A rumor starts by someone telling the rumor to two people on May 1. Each of
those two people are responsible for telling the rumor to two others on the next
day (May 2).At this time seven people know the rumor. On May 3, the four people
who heard the rumor on May 2 must each tell two more people. It is important for
8000 people to hear the rumor by May 14. Is this outcome likely to occur if the
pattern for spreading the rumor continues as started?
On what day will approximately one-half of the 8000 have heard the rumor? On
what day will 256 new people be told the rumor? If the rumor process continues
until May 20,how many new people will hear the rumor on that day?

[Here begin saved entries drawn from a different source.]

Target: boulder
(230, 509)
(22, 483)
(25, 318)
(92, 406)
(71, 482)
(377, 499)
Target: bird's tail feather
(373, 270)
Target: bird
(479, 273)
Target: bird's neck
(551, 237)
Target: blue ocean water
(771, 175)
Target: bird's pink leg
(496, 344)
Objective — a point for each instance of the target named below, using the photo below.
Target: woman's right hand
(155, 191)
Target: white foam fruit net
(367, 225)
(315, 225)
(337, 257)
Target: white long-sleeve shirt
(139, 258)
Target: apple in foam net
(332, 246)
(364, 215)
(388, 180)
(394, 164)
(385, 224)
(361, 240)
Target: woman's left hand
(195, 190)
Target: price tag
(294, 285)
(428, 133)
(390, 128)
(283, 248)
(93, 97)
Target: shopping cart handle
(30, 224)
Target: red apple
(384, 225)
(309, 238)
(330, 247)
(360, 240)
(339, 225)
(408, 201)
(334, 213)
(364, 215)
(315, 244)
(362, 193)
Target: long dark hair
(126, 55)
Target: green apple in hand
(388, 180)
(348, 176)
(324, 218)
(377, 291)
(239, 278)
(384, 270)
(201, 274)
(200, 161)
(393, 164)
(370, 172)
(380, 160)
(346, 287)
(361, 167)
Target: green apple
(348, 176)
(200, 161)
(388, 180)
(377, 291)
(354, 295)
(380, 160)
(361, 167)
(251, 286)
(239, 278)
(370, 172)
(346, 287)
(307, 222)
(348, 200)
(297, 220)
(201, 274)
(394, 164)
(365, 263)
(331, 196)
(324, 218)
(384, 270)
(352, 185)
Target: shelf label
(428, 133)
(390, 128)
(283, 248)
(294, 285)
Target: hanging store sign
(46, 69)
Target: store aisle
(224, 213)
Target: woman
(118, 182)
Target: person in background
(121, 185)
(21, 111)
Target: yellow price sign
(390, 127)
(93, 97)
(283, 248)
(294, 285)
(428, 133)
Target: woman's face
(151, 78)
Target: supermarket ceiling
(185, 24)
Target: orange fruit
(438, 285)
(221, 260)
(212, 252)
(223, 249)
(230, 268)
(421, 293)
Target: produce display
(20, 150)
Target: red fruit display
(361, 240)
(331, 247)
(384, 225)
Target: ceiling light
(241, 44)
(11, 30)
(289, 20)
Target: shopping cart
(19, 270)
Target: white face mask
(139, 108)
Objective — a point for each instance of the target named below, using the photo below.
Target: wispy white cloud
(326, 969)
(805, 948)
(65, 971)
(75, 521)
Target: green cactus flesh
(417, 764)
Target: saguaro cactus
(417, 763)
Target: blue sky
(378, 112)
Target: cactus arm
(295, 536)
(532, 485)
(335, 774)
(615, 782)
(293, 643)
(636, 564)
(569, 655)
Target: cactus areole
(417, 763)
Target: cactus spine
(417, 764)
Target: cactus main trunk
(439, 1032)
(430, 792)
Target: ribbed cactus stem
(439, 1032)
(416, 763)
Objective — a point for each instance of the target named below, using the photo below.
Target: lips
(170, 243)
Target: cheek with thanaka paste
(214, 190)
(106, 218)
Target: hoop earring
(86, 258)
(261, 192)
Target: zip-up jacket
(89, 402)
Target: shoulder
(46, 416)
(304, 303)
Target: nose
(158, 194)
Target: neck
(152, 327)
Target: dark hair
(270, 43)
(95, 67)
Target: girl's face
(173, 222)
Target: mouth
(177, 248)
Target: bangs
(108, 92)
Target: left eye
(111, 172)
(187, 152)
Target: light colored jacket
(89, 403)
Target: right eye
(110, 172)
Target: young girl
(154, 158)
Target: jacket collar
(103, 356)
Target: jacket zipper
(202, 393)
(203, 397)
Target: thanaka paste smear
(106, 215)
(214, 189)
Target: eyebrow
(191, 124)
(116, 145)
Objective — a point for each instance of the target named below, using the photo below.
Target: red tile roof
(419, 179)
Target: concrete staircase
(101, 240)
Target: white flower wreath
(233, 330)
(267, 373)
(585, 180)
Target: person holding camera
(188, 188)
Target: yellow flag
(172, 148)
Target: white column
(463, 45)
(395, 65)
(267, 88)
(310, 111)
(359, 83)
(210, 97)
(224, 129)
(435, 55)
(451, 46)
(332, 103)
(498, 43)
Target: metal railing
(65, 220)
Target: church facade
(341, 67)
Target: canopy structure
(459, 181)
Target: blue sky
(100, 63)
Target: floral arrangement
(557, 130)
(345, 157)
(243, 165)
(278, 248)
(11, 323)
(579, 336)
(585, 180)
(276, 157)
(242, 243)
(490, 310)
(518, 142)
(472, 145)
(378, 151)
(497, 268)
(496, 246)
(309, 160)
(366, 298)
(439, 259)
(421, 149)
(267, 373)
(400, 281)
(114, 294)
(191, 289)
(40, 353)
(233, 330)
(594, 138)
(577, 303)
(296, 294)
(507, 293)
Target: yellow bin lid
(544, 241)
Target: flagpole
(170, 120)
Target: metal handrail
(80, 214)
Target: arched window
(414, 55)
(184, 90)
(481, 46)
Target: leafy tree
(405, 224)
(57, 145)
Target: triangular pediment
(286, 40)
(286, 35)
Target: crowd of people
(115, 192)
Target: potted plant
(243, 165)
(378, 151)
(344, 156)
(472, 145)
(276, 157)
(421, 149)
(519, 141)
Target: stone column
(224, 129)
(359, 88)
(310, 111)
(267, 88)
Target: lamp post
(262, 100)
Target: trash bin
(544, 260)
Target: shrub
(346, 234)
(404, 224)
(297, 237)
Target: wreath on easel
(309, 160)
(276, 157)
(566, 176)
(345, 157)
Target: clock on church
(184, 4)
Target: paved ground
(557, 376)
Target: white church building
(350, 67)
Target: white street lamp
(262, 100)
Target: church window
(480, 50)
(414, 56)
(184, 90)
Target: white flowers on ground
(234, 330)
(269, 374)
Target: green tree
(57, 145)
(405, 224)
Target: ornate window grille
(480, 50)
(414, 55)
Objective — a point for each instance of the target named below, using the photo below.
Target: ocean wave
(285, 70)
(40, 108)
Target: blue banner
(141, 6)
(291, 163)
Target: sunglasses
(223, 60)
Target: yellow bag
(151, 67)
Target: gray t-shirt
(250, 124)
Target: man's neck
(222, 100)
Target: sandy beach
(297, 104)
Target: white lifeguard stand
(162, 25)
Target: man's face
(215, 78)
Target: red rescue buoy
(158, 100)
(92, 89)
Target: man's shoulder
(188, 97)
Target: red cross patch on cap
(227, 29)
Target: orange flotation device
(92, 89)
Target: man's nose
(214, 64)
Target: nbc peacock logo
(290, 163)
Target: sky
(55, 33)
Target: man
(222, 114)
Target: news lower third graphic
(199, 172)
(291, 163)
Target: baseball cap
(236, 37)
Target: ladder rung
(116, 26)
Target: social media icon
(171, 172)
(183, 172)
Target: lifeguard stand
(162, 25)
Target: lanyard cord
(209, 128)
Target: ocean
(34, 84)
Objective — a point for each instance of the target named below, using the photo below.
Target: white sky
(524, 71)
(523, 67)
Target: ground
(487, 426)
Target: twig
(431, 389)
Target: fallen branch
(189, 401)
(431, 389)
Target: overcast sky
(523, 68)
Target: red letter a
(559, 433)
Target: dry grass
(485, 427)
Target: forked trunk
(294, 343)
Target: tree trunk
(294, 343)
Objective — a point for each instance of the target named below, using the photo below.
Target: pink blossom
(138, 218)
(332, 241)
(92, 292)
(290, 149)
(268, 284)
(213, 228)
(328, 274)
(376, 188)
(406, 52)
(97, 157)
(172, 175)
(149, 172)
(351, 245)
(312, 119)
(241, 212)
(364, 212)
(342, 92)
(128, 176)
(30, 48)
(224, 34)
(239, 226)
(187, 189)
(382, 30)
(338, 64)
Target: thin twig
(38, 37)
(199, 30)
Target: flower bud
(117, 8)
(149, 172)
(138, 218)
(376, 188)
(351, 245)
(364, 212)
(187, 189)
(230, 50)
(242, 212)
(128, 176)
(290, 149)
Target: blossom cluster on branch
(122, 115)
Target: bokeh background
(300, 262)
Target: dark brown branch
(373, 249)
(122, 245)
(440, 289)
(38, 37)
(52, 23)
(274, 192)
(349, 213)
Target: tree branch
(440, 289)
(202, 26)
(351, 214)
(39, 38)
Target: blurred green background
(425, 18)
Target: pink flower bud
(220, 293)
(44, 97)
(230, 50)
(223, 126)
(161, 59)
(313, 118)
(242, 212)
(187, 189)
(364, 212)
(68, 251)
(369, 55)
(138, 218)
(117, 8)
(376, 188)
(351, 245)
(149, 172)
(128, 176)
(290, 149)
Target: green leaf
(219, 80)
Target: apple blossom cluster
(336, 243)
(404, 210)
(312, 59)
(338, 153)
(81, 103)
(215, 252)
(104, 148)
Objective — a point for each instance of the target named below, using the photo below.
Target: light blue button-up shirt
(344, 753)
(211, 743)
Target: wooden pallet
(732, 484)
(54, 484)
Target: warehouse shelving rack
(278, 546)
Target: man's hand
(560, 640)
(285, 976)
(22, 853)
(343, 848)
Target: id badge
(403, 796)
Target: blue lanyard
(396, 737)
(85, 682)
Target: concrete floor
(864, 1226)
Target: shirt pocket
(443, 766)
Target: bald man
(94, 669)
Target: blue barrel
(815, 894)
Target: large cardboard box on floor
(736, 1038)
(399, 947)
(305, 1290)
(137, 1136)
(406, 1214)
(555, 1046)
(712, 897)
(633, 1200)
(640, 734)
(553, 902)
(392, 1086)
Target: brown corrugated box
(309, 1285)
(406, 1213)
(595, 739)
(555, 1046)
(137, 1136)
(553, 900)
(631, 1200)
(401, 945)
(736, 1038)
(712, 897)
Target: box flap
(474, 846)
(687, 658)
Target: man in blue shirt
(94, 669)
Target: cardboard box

If the rumor process continues for n days, how many new people will be told the
rumor on the nth day? What will be the total number of people who know the rumor
on that day?
Decide how much the number of people
who know the rumor will increase as each day goes by until at least 8000 people
have heard the rumor. Can this happen before the 20th day? Each day
each person who knows the rumor will tell two more. On what day will about
4000 people know the rumor? What is the formula for determining the number
of people who know the rumor on a given day?
Plans to Solve/Investigate the
I will start by making a diagram to
show the first person telling 2 more, those 2 each telling 2 more, and so on.
Put the date beside each progression, beginning with May 1. The diagram
quickly becomes a pattern where each amount is doubling day by day.
Investigation/Exploration of the
May 1 = 1
May 2 = 2
May 3 = 4
May 4 = 8
May 5 = 16 until May 14 = 9,192, over
the 8,000 person mark by the deadline of May 14.
May 13 = 4096, over the 4,000 mark
(the 13th day).
256 people will have heard the rumor
by May 9, day 9.
By May 20 588,288 people will have
heard the rumor.
The pattern here is the amount of
people on a certain day equals 2 times 2 to the (day - 1) power. For
example, day 20 = 2 * 2 to the 19th power. The number of new people would
be the number of people on the (nth -1) day * 2.
Extensions of the Problem
Outside of math, use this to
emphasize character ed - not to spread rumors about each other!